Deeptools
Run standard deepTools BAM→bigWig, QC, and heatmap workflows for ChIP-seq and coverage analysis with correct normalization flags.
Overview
deepTools is an agent skill most often used in Build (also Validate and Operate) that supplies copy-paste deepTools CLI recipes for BAM QC, normalized coverage, differential tracks, and heatmaps.
Install
npx skills add https://github.com/k-dense-ai/scientific-agent-skills --skill deeptoolsWhat is this skill?
- Four-step workflow: QC (plotFingerprint, plotCorrelation), coverage (bamCoverage), comparison (bamCompare), visualizatio
- bamCoverage RPGC normalization with hg38 effective genome size 2913022398
- bamCompare log2 ratio with readCount scale factors for treatment vs control
- TSS-centered heatmaps with ±3000 bp reference-point matrices
- Effective genome size table for human hg38, mouse mm10, and fly dm6
- 4-step typical workflow (QC → coverage → comparison → visualization)
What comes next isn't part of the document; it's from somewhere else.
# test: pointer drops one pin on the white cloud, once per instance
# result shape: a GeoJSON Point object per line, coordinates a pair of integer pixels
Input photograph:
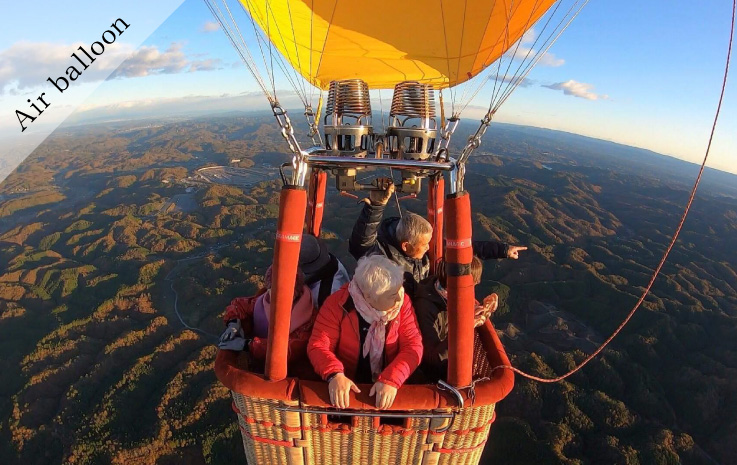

- 3 reference effective genome sizes in table (hg38, mm10, dm6)
Adoption & trust: 520 installs on skills.sh; 27.6k GitHub stars; 3/3 security scanners passed (skills.sh audits).
What problem does it solve?
You have BAM files and BED references but keep mis-setting normalization, genome size, or matrix parameters when generating bigWig and heatmaps.
Who is it for?
Bioinformatics-aware indie builders or researchers automating standard deepTools steps with an AI agent in a Linux or HPC environment.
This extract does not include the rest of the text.